Yet... just a couple of minutes more... a man named Professor Carroll Quigley wrote a long history of 1300 pages. It is hard to read, and in here is a log of history on this Council on Foreign Relations which I have been talking about, and a lot of similar groups. He was a member. Carroll Quigley was a member of CFR. He was a rather illustrious professor. The title of this book is, "Tragedy and Hope". He was a teacher at Harvard and Princeton and other universities.

Now, usually, this CFR, Council on Foreign Relations, is very low profile. But Professor Quigley... a member of the organization, mind you, he broke the silence with the reasoning – this is his reasoning in here – that the truth could be told now, since the conspiracy had such a stronghold that American patriots could not successfully counter-revolt.

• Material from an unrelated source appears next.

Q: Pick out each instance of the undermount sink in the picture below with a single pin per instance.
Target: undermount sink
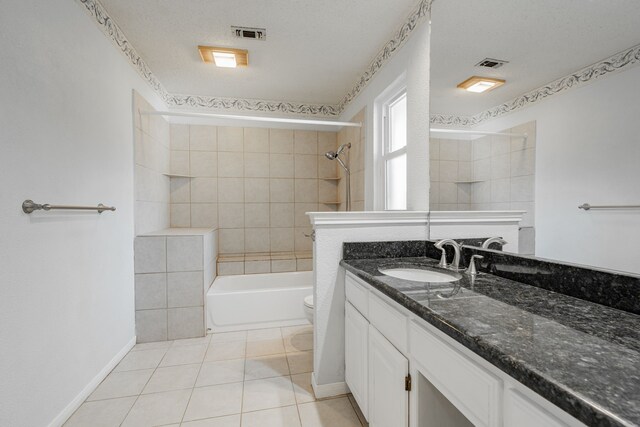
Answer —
(420, 275)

Perhaps he was correct, and if he was, our meeting here today is in vain. But interlocked with this CFR thing that I'm talking about, and its sister organization, the Brookings Institute, are those centering in Chicago under the broad name of "1313", located at 1313 East 60th Street in Chicago, and satellite offices are now being scattered around the city. I've been there – it's a little hard to find. It really doesn't face on 60th Street, but its there, and you can find it.

Under the 1313 umbrella is the International City Managers Association, and a whole host of other organizations, and if you haven't, you should make a study of this menagerie because it's all part and parcel of what we are here today to talk about.

Now, some would make light of what I am relating. I know that. But I am saying the truth. Over a period of thirty years, I have made it a point to inquire into this nearly unbelievable story. I've checked it, and it is true. It is a vile, sordid affair, and it seeks to destroy all that the founders of this nation set out to assure us by the Declaration of Independence and our United States Constitution.

Elected officials such as you gentlemen sitting here have sworn to uphold our Constitution of the United States. I urge that your task is clear. Declare our state's rights, as was mentioned earlier here today, to be inviolate. Throw off the chains that have wrongfully been placed on these citizens. Help us once again to establish a constitutional republic of limited government. The odds, I know, are nearly insuperable, but we must free ourselves, in some manner, from this regional government. Thank you very much.

Rep Hudson : Thank you. Thank you, Mr. Pope. Are there questions of the witness?

Sen Rupp : Could I ask... in your statement, is that all recorded? Do you have a copy of it?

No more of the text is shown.